I think the disconnect here is that the majority of architects I've worked with haven't been "good" in a technical sense from a "actually building software" perspective. I'm assuming this is true for a lot of folks here, based on people's responses in this thread.
The day to day of some of these roles has been:
* sit in meetings with high-up product managers and biz leaders
* come up with pretty diagrams of how to totally re-build (sorry, re-architect) the system. Often this is jargon-heavy - protobuf this, envoy that, circuit-breakers the other thing.
* talk engineering management into this plan
What's been meaningfully missing is the details of point A -> point B to achieve their plan. None of the jargon is necessarily wrong but it's not grounded in the reality of the current software systems at all.

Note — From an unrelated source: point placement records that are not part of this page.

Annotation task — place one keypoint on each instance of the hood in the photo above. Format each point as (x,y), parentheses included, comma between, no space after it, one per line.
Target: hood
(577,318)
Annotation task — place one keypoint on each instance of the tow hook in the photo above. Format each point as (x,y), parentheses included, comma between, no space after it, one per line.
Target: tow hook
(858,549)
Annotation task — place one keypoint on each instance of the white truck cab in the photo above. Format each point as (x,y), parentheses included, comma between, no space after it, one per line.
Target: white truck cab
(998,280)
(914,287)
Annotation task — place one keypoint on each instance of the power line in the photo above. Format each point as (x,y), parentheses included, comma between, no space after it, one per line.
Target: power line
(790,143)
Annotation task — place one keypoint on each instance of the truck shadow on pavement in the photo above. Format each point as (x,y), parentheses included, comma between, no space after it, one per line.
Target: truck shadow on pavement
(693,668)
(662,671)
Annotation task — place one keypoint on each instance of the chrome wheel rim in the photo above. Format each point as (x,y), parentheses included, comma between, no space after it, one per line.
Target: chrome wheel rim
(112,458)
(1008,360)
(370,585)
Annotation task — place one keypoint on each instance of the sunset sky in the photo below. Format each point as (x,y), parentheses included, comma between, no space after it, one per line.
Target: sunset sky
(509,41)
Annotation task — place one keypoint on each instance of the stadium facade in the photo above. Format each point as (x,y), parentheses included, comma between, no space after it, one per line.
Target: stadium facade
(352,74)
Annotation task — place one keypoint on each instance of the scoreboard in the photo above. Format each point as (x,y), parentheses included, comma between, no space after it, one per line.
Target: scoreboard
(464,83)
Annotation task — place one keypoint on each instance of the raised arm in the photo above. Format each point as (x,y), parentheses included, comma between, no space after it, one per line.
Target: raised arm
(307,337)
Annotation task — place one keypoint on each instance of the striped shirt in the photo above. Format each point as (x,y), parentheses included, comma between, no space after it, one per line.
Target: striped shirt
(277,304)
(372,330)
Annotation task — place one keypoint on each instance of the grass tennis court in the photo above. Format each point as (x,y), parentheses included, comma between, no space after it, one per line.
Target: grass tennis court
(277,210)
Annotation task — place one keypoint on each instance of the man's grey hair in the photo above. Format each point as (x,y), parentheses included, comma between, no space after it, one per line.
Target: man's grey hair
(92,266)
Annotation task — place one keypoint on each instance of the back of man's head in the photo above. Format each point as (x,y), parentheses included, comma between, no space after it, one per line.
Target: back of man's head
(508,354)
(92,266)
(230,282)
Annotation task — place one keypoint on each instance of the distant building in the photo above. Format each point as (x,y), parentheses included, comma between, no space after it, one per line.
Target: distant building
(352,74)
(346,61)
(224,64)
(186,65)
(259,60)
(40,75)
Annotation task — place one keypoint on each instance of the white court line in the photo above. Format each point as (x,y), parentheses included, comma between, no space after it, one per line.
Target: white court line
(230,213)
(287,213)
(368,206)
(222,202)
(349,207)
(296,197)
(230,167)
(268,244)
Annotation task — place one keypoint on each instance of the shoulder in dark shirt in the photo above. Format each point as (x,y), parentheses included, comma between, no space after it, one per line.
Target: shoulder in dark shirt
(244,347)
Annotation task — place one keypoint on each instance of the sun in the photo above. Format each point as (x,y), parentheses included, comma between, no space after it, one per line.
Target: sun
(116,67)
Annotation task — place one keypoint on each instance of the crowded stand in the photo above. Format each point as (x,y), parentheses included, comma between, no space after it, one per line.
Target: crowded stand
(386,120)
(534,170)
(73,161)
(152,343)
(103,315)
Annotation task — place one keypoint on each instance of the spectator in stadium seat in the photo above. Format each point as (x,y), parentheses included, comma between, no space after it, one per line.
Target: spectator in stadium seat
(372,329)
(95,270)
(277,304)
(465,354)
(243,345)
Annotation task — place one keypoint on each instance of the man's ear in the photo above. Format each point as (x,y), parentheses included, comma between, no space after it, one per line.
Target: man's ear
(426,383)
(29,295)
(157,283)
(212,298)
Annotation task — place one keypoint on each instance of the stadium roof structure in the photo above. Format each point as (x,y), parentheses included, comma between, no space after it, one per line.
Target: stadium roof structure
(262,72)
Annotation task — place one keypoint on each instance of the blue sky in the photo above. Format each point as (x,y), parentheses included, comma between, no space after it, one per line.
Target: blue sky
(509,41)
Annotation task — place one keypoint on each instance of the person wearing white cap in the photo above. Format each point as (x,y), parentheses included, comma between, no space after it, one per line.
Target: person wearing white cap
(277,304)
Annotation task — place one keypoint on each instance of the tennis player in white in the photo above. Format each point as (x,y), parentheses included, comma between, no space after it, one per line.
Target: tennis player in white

This comes about when the technical VPs aren't hands-on with the system anymore either. If non-technical leadership is saying something like "improve uptime" and you go get hire an architect into the company and you'll get a lot of presentations about things the devs on the team may already know about but haven't been able to get prioritized, but it's still on the existing devs to actually build it.
"Paying someone fancy to convince non-technical business leaders to let the devs build what's needed" isn't necessarily a bad decision from a CTO or SVP of Engineering, even! But the devs who have been saying the same shit this whole time only to now see the credit go to the higher-ups and the new architect, after getting the blame for the old status quo, don't exactly have a positive view of the architect's actual engineering competency.